Compounding the deceit is Wheeler’s curious decision to withhold Thomas’s contract, a move reminiscent of the City’s recently failed attempt to suppress the contract of interim City Manager, Mike Murphy.

The referenced code section justifying the withholding makes clear that employment records are not exempt from disclosure, as contrarily claimed by Wheeler:

2.2-3705.1(1): No provision of this chapter or any provision of Chapter 38 (§ 2.2-3800 et seq.) shall be construed as denying public access to (i) contracts between a public body and its officers or employees, other than contracts settling public employee employment disputes held confidential as personnel records under § 2.2-3705.1

The City publicly parted ways with Chief Thomas just weeks following the release of the report “2017 Protest Events in Charlottesville, Virginia,” authored by former federal prosecutor, Tim Heaphy, and the investigative law practice of Hunton & Williams.
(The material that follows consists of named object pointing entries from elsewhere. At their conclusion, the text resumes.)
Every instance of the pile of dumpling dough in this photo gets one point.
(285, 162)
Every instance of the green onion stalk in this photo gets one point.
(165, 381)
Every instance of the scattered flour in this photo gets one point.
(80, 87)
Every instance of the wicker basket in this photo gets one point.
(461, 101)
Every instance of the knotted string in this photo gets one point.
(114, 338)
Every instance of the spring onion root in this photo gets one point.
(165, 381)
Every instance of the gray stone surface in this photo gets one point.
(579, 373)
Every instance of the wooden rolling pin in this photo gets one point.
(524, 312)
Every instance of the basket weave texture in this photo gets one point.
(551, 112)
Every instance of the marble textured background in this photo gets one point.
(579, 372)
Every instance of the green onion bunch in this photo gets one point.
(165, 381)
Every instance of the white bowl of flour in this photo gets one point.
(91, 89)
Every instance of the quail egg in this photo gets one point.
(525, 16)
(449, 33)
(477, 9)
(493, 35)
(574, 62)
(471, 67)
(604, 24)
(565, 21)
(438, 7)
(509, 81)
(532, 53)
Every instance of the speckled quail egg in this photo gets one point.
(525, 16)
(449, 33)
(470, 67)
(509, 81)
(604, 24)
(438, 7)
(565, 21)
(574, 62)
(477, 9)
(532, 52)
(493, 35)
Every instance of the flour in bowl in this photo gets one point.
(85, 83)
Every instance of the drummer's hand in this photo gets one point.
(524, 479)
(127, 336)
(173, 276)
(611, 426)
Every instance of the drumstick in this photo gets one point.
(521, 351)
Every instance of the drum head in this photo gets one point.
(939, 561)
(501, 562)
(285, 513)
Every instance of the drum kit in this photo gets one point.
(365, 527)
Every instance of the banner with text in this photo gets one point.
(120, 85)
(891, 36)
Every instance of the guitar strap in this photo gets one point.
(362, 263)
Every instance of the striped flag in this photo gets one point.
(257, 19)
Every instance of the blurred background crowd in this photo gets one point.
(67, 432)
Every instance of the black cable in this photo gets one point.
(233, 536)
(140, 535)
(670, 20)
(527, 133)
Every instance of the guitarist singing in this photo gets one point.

The “Heaphy Report” as it is known, was damning of Chief Thomas, specifically, alleging cover up, misfeasance, and obfuscation, as reported by the Daily Progress:

The review alleges that Thomas attempted to hide material from investigators and intentionally allowed the fighting in and around Emancipation Park on the morning of the rally so that an unlawful assembly could be declared.

Thomas’s attorneys have denied such, on his behalf.

Only in Charlottesville can gross incompetence be rewarded by a massive, covert payout, funded by hapless, non-consenting taxpayers.

Only in Charlottesville can an employee be “retired” and simultaneously hold the same position from which he has “retired.”

And, only in Charlottesville can a “smart, citizen-focused government” uphold secrecy as virtue and transparency as vice.